In my experience doing the extra steps aren't so much about seasoning the wood for the long term, which will happen regardless as you stated, as it is about getting some type of protection on it for the short term. If you're out in the woods for the first time with your freshly hafted axe and a rainstorm dumps on you, if you've done a little extra work (not necessarily the bazillion steps and a ton of time) it will make it easy to wipe the handle off and have it ready for use again quickly. If it's bare wood and it gets soaked, you're not going to be happy with the result and you'll be re-handling it in a short time. And I would even contend if you're going to spend time in the handling process, raising and sanding down the grain might be the most important step. This will help prevent the woods tendency to want to soak up moisture on the largest surface area (of course the endgrain is still where it will want to absorb the most).

Of course, if you can guarantee that it's going to be dry and indoors it's all irrelevant anyway. Rain and sun are the real enemies of wooden handled tools.


----------



## 7Footer (Jan 24, 2013)

Jpayne… is this the US Forest Service video you're talking about? I'd forgotten about it, but had it in my favorites, awesome video, a co-worker had sent it to me and totally got me interested in axes and hatchets, and it's also the video that I discovered those Wonderbar sanding sponges, one of the best inventions ever!


----------



## jpayne (Dec 30, 2014)

> Jpayne… is this the US Forest Service video you re talking about? I d forgotten about it, but had it in my favorites, awesome video, a co-worker had sent it to me and totally got me interested in axes and hatchets, and it s also the video that I discovered those Wonderbar sanding sponges, one of the best inventions ever!
> 
> - 7Footer


Yeah that's it. They have downloadable literature as well. You used to could order the manual from them.
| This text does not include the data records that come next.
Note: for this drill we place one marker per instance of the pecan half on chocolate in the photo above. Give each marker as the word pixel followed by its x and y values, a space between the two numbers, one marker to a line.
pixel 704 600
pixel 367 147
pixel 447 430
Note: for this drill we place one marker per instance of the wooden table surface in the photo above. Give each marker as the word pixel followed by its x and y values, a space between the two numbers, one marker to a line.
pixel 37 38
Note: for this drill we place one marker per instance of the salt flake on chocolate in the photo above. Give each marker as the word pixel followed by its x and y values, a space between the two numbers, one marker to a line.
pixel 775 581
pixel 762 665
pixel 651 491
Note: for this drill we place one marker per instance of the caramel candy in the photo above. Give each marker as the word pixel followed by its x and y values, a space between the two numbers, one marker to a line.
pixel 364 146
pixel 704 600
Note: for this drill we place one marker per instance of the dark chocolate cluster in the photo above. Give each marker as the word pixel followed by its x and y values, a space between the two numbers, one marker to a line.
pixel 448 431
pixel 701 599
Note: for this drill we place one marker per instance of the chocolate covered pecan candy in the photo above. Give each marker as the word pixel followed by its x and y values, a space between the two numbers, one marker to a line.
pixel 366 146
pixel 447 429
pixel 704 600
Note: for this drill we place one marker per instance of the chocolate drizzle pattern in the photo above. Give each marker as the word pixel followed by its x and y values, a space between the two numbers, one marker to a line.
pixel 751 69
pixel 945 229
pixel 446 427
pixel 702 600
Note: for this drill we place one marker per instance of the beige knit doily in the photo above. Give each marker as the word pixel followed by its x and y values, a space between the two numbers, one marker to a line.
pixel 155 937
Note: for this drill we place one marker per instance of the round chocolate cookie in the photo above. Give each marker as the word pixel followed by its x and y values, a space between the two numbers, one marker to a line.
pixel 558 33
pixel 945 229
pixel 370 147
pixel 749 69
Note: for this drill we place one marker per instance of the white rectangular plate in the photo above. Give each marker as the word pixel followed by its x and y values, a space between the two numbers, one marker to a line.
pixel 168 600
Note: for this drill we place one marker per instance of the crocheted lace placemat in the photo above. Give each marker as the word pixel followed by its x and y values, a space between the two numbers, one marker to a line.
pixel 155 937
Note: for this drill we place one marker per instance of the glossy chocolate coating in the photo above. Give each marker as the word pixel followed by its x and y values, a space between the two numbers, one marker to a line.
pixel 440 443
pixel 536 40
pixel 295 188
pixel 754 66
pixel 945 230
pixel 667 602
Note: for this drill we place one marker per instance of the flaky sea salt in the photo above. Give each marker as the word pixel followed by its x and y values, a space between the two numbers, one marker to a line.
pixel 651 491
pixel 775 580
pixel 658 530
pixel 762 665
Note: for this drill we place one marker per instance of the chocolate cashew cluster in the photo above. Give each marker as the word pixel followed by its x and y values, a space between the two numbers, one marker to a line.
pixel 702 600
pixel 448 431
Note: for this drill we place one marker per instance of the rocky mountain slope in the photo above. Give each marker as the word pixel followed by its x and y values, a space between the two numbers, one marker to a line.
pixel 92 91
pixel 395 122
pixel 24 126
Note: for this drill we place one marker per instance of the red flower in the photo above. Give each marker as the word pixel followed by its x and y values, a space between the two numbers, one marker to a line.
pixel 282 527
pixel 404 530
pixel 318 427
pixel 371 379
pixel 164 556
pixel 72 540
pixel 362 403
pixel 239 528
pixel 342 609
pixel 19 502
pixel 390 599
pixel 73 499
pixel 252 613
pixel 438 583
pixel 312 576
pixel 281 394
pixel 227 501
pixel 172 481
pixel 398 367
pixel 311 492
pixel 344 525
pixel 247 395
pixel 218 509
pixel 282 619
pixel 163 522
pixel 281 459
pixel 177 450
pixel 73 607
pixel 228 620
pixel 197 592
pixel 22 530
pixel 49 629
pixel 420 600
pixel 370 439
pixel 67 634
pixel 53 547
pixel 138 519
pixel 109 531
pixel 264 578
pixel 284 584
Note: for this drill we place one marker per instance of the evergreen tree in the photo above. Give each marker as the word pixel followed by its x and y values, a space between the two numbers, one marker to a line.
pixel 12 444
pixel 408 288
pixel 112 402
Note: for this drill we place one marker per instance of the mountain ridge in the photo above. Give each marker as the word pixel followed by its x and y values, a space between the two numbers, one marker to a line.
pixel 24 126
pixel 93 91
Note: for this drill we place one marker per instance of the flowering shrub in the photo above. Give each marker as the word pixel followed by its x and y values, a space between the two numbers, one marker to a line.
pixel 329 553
And sanding sponges work great on round handles.


----------



## wormil (Nov 19, 2011)

People overestimate linseed oil. If you are going out in rain storms, paraffin will block water completely, oil won't. Not sure what wax would be like on the grip end, never tried it. But if lots of fussing over a handle makes you feel better about it, go for it. Heck, I'm making a new handle for a broad hatchet and it breaks the rules: American holly handle, with a knot in it, sanded and scraped down silky smooth, even burned some markings in the handle, might even put a coat of lacquer on it but I don't care because it will be casual use only. My original point is that after you get the varnish off a store bought handle, everything after is gravy on the potatoes.


----------



## jimintx (Jan 23, 2014)

I know, old thread, but I think better to extend than start a new one. I was searching the site to see what others had done to freshen up old axe and hatchet handles, and arrived here.

I have just done a rejuvenation on my old Plumb brand Boy Scout hatchet, which would have been new in about 1964. It has been stored out of the weather and used only sparingly from those old days.

The handle is very solid, so I sanded it to remove remnants of old original varnish, which was reddish colored. I got a nice smooth and comfortable surface with some 120 then 220 grit. I decided to wipe on a couple of coats of butcher block oil. I am very happy with this and can do something different if I don't like it after some time.

I will be using this to rough out some spoon shapes, and wanted to do it all by hand - if I can, that is ;-D ! I do not plan on this little axe spending time in wet, outdoor environments. But I am busily admiring it never I walk by it on my workshop counter.


----------